Jusqu'ici restée silencieuse, la mère de Louis a pris la parole pour la première fois dans un communiqué. Elle y explique le sens qu'elle donne à ce qu'elle nomme "la dernière marche", car "plus aucun de nos enfants ne devrait être enlevé à sa famille comme Louis l'a été". Elle en appelle à un esprit de rassemblement, souhaitant "réunir" et non "diviser". Elle y voit "le combat de tous les parents de ce pays, quelle que soit leur origine, pour que plus jamais un enfant ne soit la victime innocente de la barbarie et de la haine".

La mère de l'adolescent précise également les conditions dans lesquelles elle espère voir se dérouler l'événement. Celui-ci est ouvert "à tous nos concitoyens. Et à tous les politiques qui souhaitent réellement se saisir du sujet de l'ultra-violence et du sentiment d'impunité qui gangrènent notre pays, et y apporter des réponses concrètes. Pas des paroles ni des déclarations d'intention, vite oubliées jusqu'au prochain drame", écrit-elle. "J'en appelle à la responsabilité de tous pour que cette marche soit un symbole digne de la mémoire de Louis", conclut-elle.

Une «spirale infernale de harcèlement et de violences»

Plus tôt dans la journée, la famille maternelle de Louis s'était elle aussi exprimée, par la voix de son avocat Me Louis Cailliez. Elle y décrit "l'enfance très difficile" du jeune homme et ses "fragilités psychologiques", qui l'ont conduit à être "temporairement placé au sein du foyer de l'ASE" (Aide sociale à l'enfance) à Narbonne, le 24 avril dernier.

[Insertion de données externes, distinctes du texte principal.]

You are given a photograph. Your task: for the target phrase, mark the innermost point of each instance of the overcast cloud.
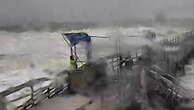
(29, 11)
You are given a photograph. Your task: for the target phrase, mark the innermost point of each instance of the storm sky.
(29, 11)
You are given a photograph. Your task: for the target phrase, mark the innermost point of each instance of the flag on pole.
(75, 38)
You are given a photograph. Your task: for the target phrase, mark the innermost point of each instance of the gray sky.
(26, 11)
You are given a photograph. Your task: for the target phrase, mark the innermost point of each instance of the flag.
(75, 38)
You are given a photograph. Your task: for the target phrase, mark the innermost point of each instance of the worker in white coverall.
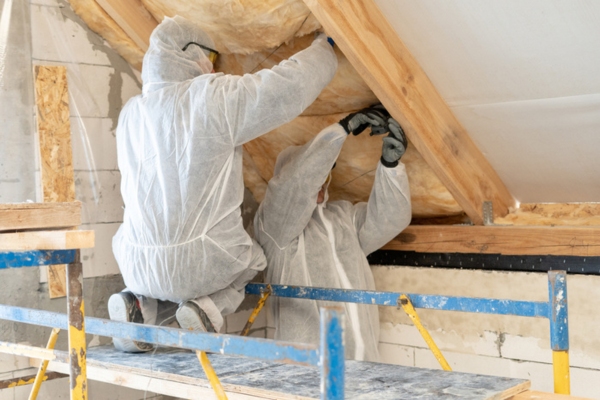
(180, 155)
(309, 242)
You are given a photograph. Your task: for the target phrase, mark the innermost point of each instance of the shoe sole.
(189, 319)
(117, 310)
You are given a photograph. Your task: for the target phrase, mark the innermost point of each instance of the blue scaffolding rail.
(329, 355)
(555, 310)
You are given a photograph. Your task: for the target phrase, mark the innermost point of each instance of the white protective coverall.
(326, 245)
(180, 155)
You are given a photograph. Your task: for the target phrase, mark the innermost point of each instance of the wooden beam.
(133, 18)
(509, 240)
(373, 47)
(16, 216)
(46, 240)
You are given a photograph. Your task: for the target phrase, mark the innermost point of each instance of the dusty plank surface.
(16, 216)
(383, 61)
(56, 157)
(550, 214)
(515, 240)
(243, 376)
(46, 240)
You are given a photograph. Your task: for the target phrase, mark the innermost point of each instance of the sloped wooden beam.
(133, 18)
(373, 47)
(507, 240)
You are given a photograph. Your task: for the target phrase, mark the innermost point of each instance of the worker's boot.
(125, 307)
(191, 317)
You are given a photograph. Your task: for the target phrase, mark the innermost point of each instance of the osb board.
(16, 216)
(550, 214)
(56, 158)
(54, 130)
(258, 34)
(268, 380)
(355, 169)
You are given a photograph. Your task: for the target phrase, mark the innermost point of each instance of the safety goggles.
(212, 54)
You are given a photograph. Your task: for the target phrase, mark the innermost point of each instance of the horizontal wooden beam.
(16, 216)
(46, 240)
(133, 18)
(373, 47)
(510, 240)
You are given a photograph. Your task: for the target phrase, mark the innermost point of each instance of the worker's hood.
(165, 63)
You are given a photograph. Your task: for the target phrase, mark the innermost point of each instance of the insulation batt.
(257, 34)
(242, 26)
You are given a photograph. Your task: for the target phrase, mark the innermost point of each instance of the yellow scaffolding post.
(261, 302)
(39, 378)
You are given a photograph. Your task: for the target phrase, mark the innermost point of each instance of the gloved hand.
(394, 144)
(356, 123)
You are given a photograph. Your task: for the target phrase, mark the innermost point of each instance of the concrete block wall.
(100, 82)
(494, 345)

Selon ce communiqué, Louis a "vraisemblablement été entraîné dans une spirale infernale de harcèlement et de violences jusqu'à son assassinat le 19 juin dernier dans les conditions les plus barbares, sauvages et inhumaines qui soient". Remerciant "certains éducateurs de l'ASE" qualifiés d'"exemplaires de dévouement dans un système à la dérive", ainsi que les enquêteurs, la famille maternelle dit placer sa confiance "dans les mains du magistrat instructeur" pour que "les peines prévues par le Code pénal" soient "implacablement" appliquées aux suspects, lesquels "ne méritent aucune excuse, y compris de minorité".

La famille maternelle entend par ailleurs mettre en cause d'éventuelles responsabilités institutionnelles. Par la voix de son avocat, elle indique veiller à ce qu'aucune responsabilité pénale "ne soit éludée au regard notamment des fautes commises au sein des instituts médicaux et/ou sociaux".

Deux marches blanches ce week-end

Deux marches blanches sont prévues ce week-end. Celle voulue par la mère et la famille maternelle, "la dernière marche", se tiendra dimanche à 11 heures à Narbonne. Une autre, organisée par le père de l'adolescent et voulue apolitique, doit s'est déroulé ce samedi à 15 heures à Carcassonne.

Cinq suspects mis en examen

Les faits se sont produits vendredi 19 juin. Louis a été battu à mort dans un guet-apens sur le site d'un chantier, quai d'Alsace, à Narbonne. Retrouvé inconscient le lendemain matin par un ouvrier, il a été transféré à l'hôpital de Perpignan (Pyrénées-Orientales), où il a succombé à ses blessures le 23 juin. C'est la diffusion d'une vidéo de l'agression sur les réseaux sociaux qui a permis d'identifier les suspects.

Cinq jeunes, trois mineurs et deux majeurs âgés de 19 ans, ont été interpellés puis mis en examen pour tentative d'assassinat, qualification retenue avant le décès de l'adolescent. Ils ont été placés en détention provisoire.